Melissa Franklin: Well, everyday people, it’s amazing what they’re interested in actually. Everyday people are quite interested in a lot of things that you might not think. Every day people are interested in the beginning of the universe and you can’t understand the beginning of the universe like the Big Bang, unless you understand particle physics. It’s all particle physics really. And actually you can’t understand much. Here’s the thing. Particle physics right now is at a scale which is much smaller than the – a distance scale much smaller than the scale of an atom. Much smaller. So you would think well atoms are the smallest things they need to worry about and humans should worry about atoms, by the way. Atoms really do affect your everyday life, they affect biology, they affect – chemistry and everything. Right? So, what happened is as particle physics we went to the atom, we understood everything about it, and we just kept going. And it may not be relevant to Biology, but it may be relevant to something in the future. I’m not exactly sure what, but it certainly – for instance, if it’s relevant to the beginning of the universe, I have to say, the beginning of the universe is also relevant to Biology. Depending on what happened at the beginning of the universe what the initial conditions were of the universe, it tells us about the future. Strangely.

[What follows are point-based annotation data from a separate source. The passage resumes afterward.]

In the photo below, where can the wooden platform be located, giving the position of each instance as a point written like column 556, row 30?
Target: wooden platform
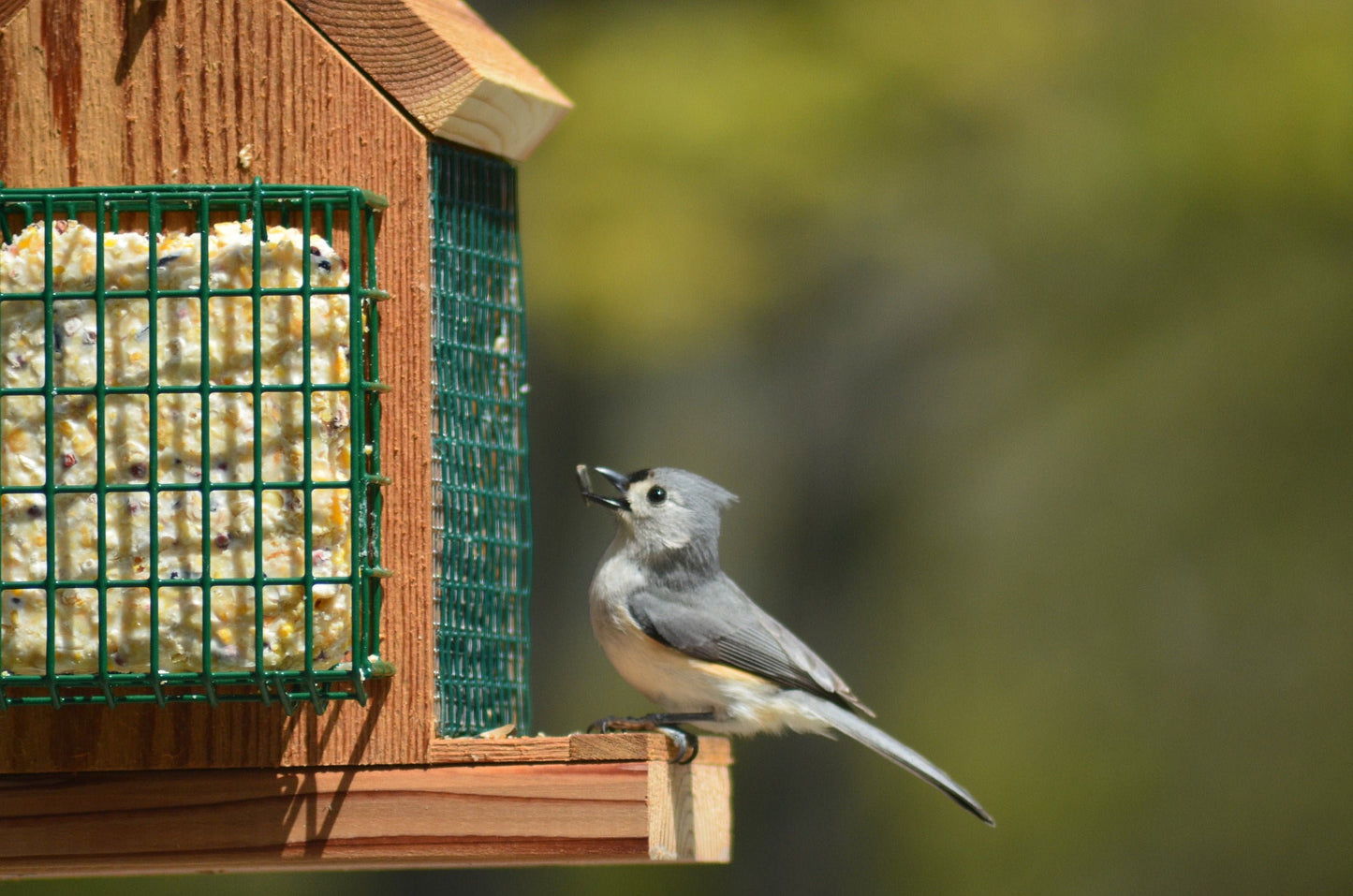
column 482, row 801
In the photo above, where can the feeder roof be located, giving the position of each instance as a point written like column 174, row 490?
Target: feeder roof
column 438, row 63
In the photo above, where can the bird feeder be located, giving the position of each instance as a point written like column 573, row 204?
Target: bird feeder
column 264, row 510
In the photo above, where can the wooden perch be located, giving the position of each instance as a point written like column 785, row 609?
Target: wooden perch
column 522, row 801
column 449, row 69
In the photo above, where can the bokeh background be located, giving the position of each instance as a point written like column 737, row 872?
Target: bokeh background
column 1024, row 330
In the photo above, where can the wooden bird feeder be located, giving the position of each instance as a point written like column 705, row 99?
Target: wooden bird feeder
column 374, row 141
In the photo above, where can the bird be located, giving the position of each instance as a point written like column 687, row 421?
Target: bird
column 680, row 631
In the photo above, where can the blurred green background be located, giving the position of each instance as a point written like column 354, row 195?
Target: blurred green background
column 1024, row 330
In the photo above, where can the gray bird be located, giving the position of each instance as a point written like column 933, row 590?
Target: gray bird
column 683, row 632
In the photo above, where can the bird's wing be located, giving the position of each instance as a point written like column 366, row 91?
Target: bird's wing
column 716, row 622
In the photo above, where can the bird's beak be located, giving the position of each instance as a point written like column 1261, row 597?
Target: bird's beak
column 620, row 480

Question: What is the Higgs-Boson Particle and why is it important?
Melissa Franklin: Well, first you can’t describe what it is, it’s just an idea. We have this model; it’s called the standard model. The reason there’s so much depression in particle physics in the past 20 years is because the standard model seems perfect. That is, we have a model and for many reasons, the standard model, we keep testing it, we keep building accelerators, we keep doing experiments. The standard model predicts something; we keep finding it to be true. So, that’s depressing. In this standard model there’s one missing piece. There’s a symmetry that we think – we see this as being a broken symmetry, so you can imagine someone that is symmetric, but then one eye is like half an inch lower than the other eye. And we go, why? Why is that? And we say, well we think we know. We think we know why it is. One possibility is there’s this Higgs-Boson. It’s something it’s a particle which interacts with all the other particles in such a way as to make them move more slowly, let’s say. Have mass, be harder to push around. So, there’s one theory that this Higgs-Boson should be able to be seen soon at high energies and we’re going to find it. So there’s a whole bunch of people who are really looking for the Higgs-Boson. And we haven’t found it yet and I have to say that all the indirect evidence says we should have found it already but we didn’t. And then there’s a whole bunch of other people who are feverously and wonderfully saying, “Look, if we don’t find the Higgs-Boson, it's even more interesting.” The only worry is that if we do find it, the standard model is right. If we don’t find it, we may never make us – build us another accelerator. So, it’s kind of complicated.